Convincing Your Family to Consider Assisted Living

Posted by: The Bristal

Dear Maryellen,

I have a great relationship with my mother-in-law and I’m very concerned about her. I am married to one of her sons for many years and I’m the closest thing she has to a daughter. Mom is 83 years old and lives with a 24-hour aid in her house. She is very lonely. Her house is depressing and she laments that all of her friends, and her husband, are dead. She is very depressed and is sinking into some mild dementia. She was very social all her life and really needs a fresh start. I really believe that she would do better if she could make new friends and live among her peers, perhaps in an Assisted Living community. But I am not her real daughter and the rest of the family doesn’t want to discuss this. How can I convince my husband and my mother-in-law to consider Assisted Living? -Lesley, Merrick, NY

Dear Lesley,

Many people that want to help their senior parents live more actively and safely have a hard time convincing them that a change could do them good. Seniors are sometimes resistant to change and it is often hard for them to give up their home. You have an added problem that your husband is resistant too and he is her son. Is there anyone else in the family that thinks as you do, is also close with your mother-in-law and agrees with your opinion? Sometimes there is strength in numbers.

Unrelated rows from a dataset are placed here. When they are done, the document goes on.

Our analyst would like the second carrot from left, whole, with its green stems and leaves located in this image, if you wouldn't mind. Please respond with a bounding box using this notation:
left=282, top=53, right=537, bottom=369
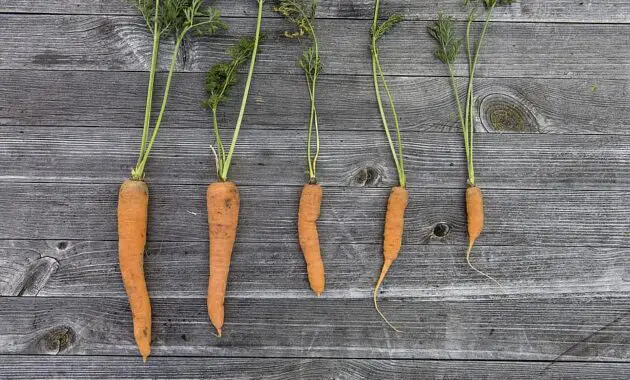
left=202, top=0, right=264, bottom=337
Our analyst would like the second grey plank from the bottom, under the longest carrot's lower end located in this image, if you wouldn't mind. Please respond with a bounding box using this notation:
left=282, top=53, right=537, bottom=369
left=0, top=296, right=630, bottom=362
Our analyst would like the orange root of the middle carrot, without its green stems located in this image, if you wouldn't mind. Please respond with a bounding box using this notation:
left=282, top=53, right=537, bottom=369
left=298, top=184, right=326, bottom=297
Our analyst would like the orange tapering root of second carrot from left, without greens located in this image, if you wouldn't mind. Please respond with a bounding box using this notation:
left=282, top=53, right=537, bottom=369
left=207, top=181, right=241, bottom=336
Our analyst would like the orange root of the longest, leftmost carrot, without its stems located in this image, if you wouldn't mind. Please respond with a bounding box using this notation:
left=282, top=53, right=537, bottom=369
left=118, top=180, right=151, bottom=362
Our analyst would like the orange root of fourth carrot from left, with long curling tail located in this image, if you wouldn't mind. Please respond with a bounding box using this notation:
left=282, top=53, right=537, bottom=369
left=374, top=186, right=409, bottom=331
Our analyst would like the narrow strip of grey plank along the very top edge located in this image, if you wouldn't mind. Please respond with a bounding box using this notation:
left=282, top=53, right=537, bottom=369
left=0, top=0, right=630, bottom=23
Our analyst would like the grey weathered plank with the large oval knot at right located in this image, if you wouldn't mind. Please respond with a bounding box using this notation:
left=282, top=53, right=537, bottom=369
left=0, top=71, right=630, bottom=138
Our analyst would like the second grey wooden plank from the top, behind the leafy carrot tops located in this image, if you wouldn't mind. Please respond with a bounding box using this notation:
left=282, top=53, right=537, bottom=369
left=0, top=14, right=630, bottom=79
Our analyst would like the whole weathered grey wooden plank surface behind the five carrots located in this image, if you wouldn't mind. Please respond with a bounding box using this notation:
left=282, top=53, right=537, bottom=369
left=0, top=0, right=630, bottom=380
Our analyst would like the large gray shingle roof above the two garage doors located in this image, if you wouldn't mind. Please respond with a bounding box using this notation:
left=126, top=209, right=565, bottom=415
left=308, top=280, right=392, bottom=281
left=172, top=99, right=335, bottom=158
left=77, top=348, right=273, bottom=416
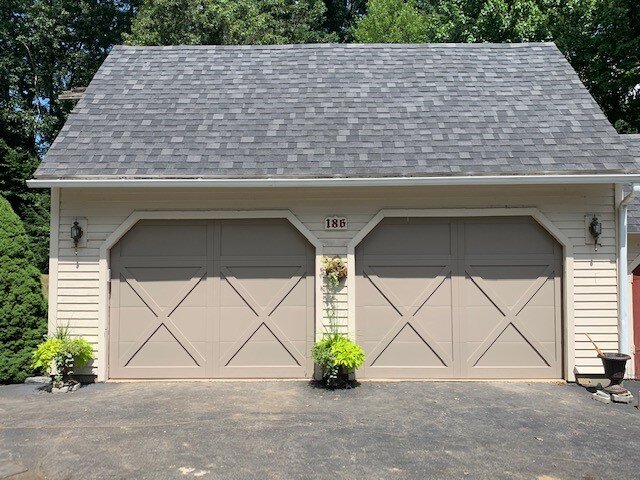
left=35, top=43, right=637, bottom=178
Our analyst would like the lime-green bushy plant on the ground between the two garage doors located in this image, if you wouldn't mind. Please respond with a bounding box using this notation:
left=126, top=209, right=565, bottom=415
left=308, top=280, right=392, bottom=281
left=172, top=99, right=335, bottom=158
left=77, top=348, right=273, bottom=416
left=311, top=333, right=365, bottom=382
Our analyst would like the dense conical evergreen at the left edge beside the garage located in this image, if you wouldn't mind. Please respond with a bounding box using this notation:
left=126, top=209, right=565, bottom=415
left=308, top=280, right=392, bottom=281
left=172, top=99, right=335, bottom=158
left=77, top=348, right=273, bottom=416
left=0, top=197, right=46, bottom=383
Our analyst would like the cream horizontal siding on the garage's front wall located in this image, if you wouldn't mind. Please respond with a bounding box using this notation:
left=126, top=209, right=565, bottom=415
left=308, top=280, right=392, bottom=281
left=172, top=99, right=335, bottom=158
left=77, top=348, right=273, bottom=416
left=54, top=185, right=620, bottom=373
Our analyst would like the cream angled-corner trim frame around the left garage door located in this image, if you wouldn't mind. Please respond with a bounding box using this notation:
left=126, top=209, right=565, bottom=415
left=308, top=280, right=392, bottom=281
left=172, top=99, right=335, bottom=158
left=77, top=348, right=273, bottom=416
left=97, top=210, right=324, bottom=381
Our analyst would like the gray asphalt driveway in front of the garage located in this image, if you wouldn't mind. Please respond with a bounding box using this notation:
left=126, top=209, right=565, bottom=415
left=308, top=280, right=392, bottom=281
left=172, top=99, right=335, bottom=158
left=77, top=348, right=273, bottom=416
left=0, top=381, right=640, bottom=480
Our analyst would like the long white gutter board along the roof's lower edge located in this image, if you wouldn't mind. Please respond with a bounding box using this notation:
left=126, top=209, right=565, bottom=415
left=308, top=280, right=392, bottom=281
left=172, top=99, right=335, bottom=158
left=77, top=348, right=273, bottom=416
left=27, top=174, right=640, bottom=188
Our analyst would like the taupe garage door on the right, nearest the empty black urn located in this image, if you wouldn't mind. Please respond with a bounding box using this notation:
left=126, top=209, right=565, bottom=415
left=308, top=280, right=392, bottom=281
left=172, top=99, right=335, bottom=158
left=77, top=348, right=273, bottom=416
left=356, top=218, right=562, bottom=378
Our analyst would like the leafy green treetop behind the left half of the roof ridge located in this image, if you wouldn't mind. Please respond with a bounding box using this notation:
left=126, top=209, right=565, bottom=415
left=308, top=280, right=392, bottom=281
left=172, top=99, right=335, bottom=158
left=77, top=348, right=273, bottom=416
left=124, top=0, right=338, bottom=45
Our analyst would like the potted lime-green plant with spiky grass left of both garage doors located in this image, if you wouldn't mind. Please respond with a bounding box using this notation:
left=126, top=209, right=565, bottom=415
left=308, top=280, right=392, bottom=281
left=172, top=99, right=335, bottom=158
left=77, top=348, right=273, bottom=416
left=32, top=327, right=93, bottom=393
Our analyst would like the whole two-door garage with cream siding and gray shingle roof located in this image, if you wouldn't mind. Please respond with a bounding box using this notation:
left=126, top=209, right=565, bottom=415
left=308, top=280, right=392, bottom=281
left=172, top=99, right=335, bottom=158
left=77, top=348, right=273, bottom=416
left=30, top=44, right=640, bottom=381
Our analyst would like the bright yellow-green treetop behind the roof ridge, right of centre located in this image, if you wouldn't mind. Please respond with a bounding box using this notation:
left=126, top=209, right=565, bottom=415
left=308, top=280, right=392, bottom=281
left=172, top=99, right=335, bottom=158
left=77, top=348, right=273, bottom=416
left=353, top=0, right=427, bottom=43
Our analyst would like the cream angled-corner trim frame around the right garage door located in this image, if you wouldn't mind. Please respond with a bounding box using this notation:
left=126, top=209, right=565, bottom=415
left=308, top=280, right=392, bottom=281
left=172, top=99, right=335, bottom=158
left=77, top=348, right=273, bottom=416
left=347, top=208, right=575, bottom=381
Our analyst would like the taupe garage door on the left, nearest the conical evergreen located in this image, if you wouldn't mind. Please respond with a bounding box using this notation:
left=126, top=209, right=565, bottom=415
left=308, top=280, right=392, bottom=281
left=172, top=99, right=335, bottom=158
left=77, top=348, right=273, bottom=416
left=109, top=220, right=314, bottom=378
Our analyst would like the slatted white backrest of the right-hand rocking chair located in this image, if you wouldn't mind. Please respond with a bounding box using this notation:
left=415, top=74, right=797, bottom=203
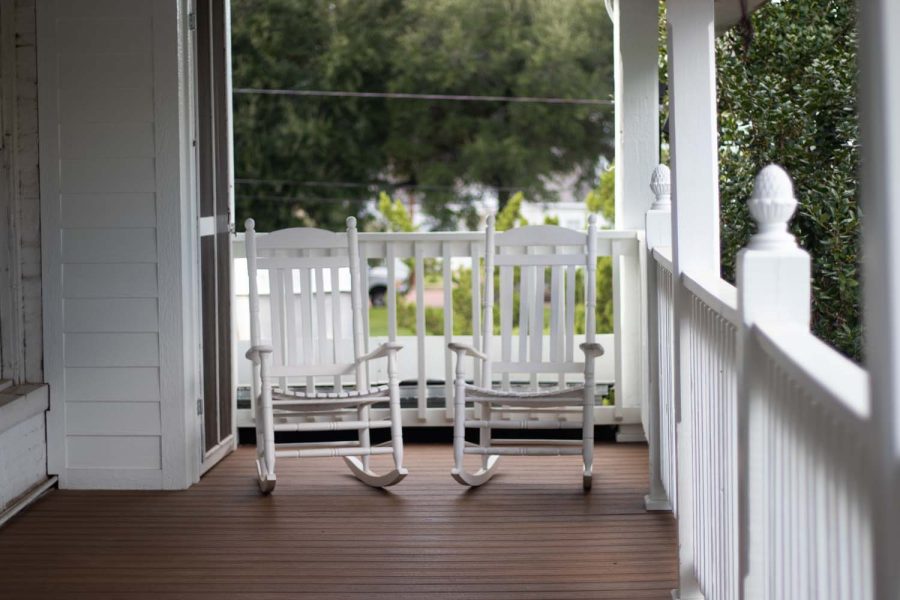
left=481, top=219, right=597, bottom=391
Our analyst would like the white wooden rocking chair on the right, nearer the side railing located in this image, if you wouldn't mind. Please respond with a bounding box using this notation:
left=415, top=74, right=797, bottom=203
left=449, top=215, right=603, bottom=490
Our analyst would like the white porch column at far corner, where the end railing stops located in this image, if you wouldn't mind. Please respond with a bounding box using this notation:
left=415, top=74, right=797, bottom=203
left=607, top=0, right=659, bottom=440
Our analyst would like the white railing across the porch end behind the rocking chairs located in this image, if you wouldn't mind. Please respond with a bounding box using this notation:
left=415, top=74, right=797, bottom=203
left=232, top=231, right=643, bottom=427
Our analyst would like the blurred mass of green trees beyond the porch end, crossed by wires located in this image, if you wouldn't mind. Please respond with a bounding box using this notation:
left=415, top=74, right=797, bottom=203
left=232, top=0, right=613, bottom=229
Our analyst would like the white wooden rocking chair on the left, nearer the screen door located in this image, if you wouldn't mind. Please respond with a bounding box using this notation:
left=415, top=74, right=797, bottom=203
left=246, top=217, right=407, bottom=494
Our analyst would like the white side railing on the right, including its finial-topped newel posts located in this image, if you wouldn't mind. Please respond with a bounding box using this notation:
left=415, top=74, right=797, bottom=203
left=647, top=167, right=874, bottom=600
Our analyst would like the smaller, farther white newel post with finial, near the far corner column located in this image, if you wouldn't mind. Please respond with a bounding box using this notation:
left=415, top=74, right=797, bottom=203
left=644, top=165, right=672, bottom=510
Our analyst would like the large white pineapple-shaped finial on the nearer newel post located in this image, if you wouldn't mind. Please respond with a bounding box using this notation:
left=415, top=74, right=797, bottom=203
left=747, top=165, right=797, bottom=250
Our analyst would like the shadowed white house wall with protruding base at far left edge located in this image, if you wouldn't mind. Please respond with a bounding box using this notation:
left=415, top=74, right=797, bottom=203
left=0, top=0, right=47, bottom=512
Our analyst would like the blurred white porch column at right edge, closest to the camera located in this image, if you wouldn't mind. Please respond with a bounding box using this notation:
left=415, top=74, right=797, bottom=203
left=859, top=0, right=900, bottom=598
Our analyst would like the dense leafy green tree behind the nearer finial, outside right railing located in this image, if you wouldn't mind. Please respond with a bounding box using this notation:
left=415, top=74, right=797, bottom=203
left=717, top=0, right=862, bottom=359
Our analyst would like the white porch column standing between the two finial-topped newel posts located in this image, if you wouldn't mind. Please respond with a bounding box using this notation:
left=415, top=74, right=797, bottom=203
left=666, top=0, right=719, bottom=598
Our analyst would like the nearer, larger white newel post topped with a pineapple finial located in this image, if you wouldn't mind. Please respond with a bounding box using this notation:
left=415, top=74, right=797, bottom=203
left=737, top=165, right=811, bottom=598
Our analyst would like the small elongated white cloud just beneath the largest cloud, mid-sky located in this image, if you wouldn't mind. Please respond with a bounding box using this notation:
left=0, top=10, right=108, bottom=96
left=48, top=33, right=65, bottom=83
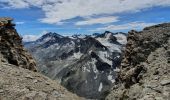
left=75, top=16, right=119, bottom=25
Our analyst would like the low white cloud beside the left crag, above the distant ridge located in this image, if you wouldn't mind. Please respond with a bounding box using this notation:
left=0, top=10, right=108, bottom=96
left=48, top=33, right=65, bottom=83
left=22, top=31, right=48, bottom=42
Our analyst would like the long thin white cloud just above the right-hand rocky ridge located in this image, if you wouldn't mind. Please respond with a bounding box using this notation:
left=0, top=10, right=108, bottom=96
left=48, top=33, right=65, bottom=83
left=92, top=22, right=156, bottom=31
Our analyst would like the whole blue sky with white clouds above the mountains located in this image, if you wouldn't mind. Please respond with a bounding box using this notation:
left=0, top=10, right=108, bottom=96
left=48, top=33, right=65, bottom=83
left=0, top=0, right=170, bottom=41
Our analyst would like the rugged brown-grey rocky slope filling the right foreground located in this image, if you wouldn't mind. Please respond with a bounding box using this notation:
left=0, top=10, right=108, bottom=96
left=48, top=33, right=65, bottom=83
left=106, top=23, right=170, bottom=100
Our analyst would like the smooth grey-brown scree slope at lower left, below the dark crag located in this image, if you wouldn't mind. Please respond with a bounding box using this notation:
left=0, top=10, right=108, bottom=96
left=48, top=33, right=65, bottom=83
left=0, top=63, right=83, bottom=100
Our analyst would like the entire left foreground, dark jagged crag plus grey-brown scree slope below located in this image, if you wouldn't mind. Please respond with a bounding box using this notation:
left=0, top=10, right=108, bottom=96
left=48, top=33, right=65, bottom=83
left=0, top=18, right=83, bottom=100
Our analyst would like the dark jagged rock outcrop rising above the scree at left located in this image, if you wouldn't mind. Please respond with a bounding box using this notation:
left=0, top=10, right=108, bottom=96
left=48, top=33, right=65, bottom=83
left=0, top=19, right=37, bottom=71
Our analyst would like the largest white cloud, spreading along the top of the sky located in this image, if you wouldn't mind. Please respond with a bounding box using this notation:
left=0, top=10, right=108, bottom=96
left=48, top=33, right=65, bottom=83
left=0, top=0, right=170, bottom=24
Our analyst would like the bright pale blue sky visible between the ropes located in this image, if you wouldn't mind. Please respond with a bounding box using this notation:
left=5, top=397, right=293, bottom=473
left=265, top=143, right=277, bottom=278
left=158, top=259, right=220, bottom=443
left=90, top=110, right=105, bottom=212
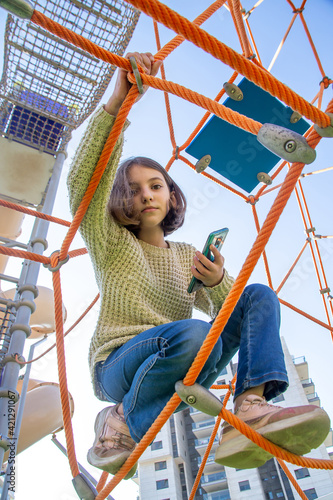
left=0, top=0, right=333, bottom=500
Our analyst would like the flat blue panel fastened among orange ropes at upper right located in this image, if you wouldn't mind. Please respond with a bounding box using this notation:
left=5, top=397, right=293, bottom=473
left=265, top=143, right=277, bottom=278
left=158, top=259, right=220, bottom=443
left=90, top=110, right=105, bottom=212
left=185, top=78, right=310, bottom=193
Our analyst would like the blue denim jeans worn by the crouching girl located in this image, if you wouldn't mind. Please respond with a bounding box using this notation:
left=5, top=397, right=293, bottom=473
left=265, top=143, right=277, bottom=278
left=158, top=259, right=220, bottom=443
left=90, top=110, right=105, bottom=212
left=96, top=284, right=288, bottom=442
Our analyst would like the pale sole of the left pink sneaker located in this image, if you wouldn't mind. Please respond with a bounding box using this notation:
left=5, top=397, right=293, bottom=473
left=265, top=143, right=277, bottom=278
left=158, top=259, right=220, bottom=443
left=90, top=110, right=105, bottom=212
left=87, top=408, right=137, bottom=479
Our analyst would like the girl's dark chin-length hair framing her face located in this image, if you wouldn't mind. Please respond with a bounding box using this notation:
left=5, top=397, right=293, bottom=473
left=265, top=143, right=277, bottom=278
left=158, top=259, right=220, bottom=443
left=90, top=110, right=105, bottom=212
left=108, top=156, right=186, bottom=236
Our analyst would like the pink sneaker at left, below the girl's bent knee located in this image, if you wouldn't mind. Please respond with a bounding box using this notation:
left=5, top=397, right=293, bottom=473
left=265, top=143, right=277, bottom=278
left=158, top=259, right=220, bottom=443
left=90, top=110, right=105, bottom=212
left=87, top=404, right=137, bottom=479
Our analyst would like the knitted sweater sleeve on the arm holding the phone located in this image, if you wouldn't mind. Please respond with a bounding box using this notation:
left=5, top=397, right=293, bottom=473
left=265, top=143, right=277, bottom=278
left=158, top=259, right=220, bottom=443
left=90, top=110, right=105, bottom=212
left=194, top=269, right=235, bottom=319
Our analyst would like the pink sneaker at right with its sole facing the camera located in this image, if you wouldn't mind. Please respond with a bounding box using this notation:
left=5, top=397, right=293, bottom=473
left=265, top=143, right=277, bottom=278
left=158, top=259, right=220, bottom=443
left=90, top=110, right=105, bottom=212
left=215, top=394, right=330, bottom=469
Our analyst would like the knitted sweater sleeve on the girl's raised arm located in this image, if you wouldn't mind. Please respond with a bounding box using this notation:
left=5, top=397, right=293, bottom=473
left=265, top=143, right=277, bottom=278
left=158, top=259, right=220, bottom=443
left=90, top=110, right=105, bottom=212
left=67, top=108, right=128, bottom=255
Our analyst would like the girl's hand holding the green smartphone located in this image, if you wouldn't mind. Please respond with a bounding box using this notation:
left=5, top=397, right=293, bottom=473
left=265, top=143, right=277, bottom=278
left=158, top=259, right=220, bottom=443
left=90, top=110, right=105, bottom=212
left=191, top=245, right=224, bottom=287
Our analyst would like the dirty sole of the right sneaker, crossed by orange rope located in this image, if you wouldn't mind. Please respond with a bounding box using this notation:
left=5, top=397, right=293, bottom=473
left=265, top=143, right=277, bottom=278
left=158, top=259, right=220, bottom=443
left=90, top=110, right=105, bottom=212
left=215, top=408, right=330, bottom=469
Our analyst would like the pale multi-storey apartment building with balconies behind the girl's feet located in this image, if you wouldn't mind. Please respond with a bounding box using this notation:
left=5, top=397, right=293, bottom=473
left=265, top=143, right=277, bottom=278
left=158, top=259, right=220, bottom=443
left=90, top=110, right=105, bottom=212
left=134, top=341, right=333, bottom=500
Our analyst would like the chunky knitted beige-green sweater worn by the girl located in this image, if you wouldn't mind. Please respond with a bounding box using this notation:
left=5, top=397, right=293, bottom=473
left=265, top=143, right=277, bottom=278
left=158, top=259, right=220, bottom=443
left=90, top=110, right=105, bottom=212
left=67, top=108, right=234, bottom=397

Maybe you can convince your husband to visit an Assisted Living community with you to see what it’s like. If he saw others like your Mom maintaining a social life & living well in this environment he might get the courage to support your suggestion. Let him know studies show socializing with friends has the same effect as crossword puzzles in preserving and enhancing mental function.

The next step would be to show your Mom a website of your favored choice, or show her a video or brochure from one of the communities to orient her to the idea without pushing too hard. Then the three of you could make a visit to an Assisted Living community near you just to take a look. Maybe your Mom would consider a short stay to try things out. Many communities offer this option.

Also keep in mind that most residents find it less expensive to live in Assisted Living when they compare it to what they are currently paying at home. Taxes, utilities, landscaping, food, and Home Care Agency services can exceed the average cost of living in Assisted Living where there is no need to worry about cooking, cleaning or security. Assisted Living communities also accept Long Term Care Insurance, Veteran’s Benefits. Many communities even have beds available for residents on Medicaid.

Please write again and let me know how everything is going with your situation. And let your husband know that I’m here to help should he have any questions of his own.